Huff is one of the youngsters the Indians hope will one day be a prime part of their rotation. For now, Huff's rookie year has seen him struggle to be efficient and keep runners off the basepaths. He's allowed at least three earned runs in each of his past seven starts, and he's given up at least five earned runs in four of those seven.
It's a stretch the highly touted Huff never went through in the Minors.
"It wouldn't be three, four or five [rough starts in a row in the Minors]," he said. "It would be one, then I'd figure it out and come back the next time. It happens. It's a learning process."
The Indians have had to be patient with the process, because their rotation options for much of this season have been slim. But that's soon to change.

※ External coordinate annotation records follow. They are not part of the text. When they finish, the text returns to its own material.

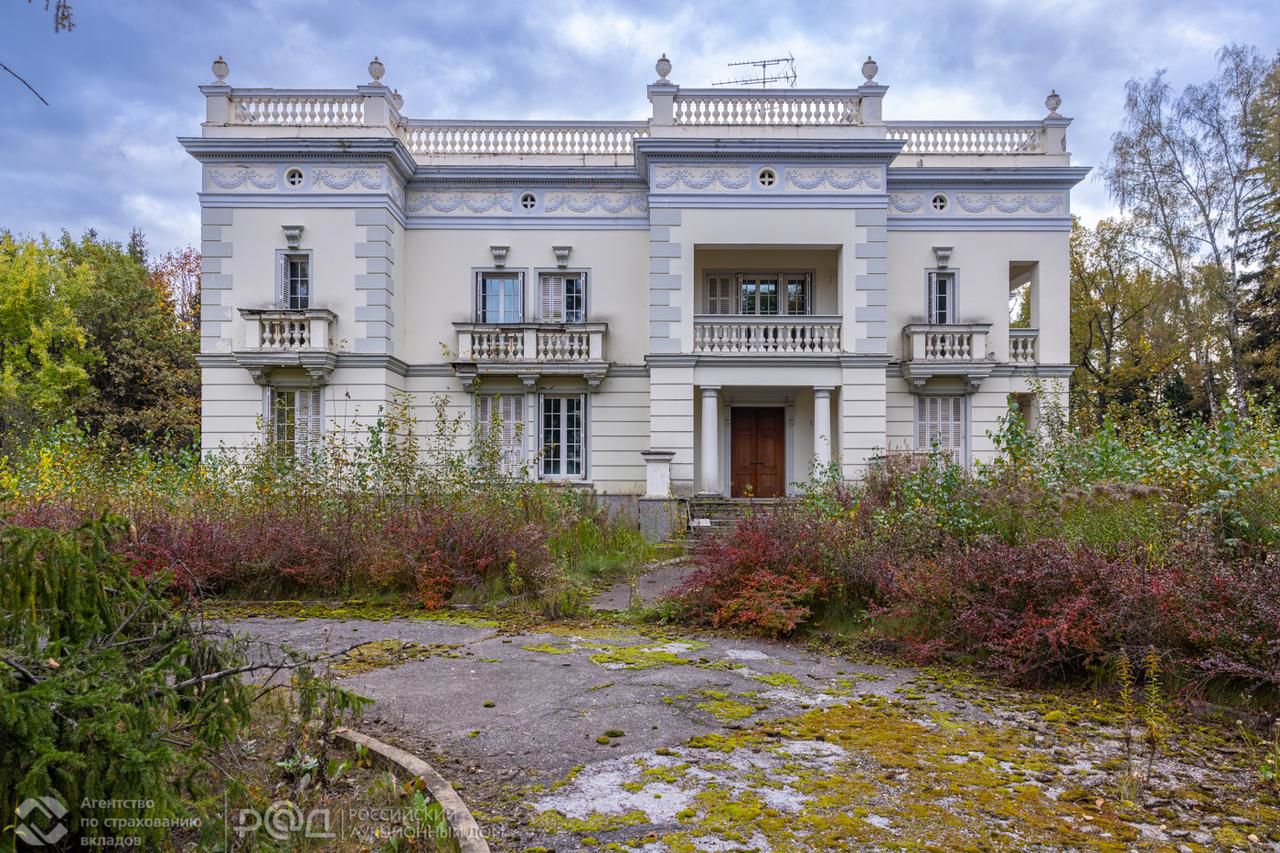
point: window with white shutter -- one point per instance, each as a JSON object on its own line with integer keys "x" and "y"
{"x": 293, "y": 281}
{"x": 502, "y": 418}
{"x": 562, "y": 297}
{"x": 563, "y": 422}
{"x": 941, "y": 297}
{"x": 295, "y": 419}
{"x": 499, "y": 297}
{"x": 721, "y": 293}
{"x": 940, "y": 420}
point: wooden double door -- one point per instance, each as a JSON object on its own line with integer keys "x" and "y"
{"x": 758, "y": 451}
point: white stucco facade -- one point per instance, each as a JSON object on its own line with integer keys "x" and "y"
{"x": 713, "y": 300}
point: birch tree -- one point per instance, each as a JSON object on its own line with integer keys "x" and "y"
{"x": 1184, "y": 172}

Before Tuesday's game, manager Eric Wedge announced that Justin Masterson could be moved into the rotation as soon as next week. Also on Tuesday, Jake Westbrook began his second rehab assignment in his return from Tommy John elbow surgery.
Changes are coming to the Tribe's rotation, and Huff's recent troubles make him a possible candidate to get bumped.
Huff, though, wasn't the only one who struggled against the Twins in this one.
When Huff was pulled in the fifth, in came Jensen Lewis, making his second appearance since his recall from his dose of fine-tuning at Triple-A Columbus.
Lewis pitched well with an 11-1 lead Sunday, but this time he gave up a three-run homer to Gomez on the first pitch he threw to make it 8-0. Lewis also gave up an RBI double to Morneau in the sixth.
"The pitch to Gomez looked like a cutter left out over the middle," Wedge said. "It didn't have a whole lot on it."
Neither did Baker's fastball. But the Tribe bats nonetheless had trouble with the right-hander, who tossed seven scoreless innings in which he allowed just three hits with a walk and four strikeouts.
"We had so many missed foul balls, missed swings," right fielder Shin-Soo Choo said. "[Baker] is sneaky. He throws his fastball 88-90 [mph], but it looks like 94. We couldn't hit his fastball tonight."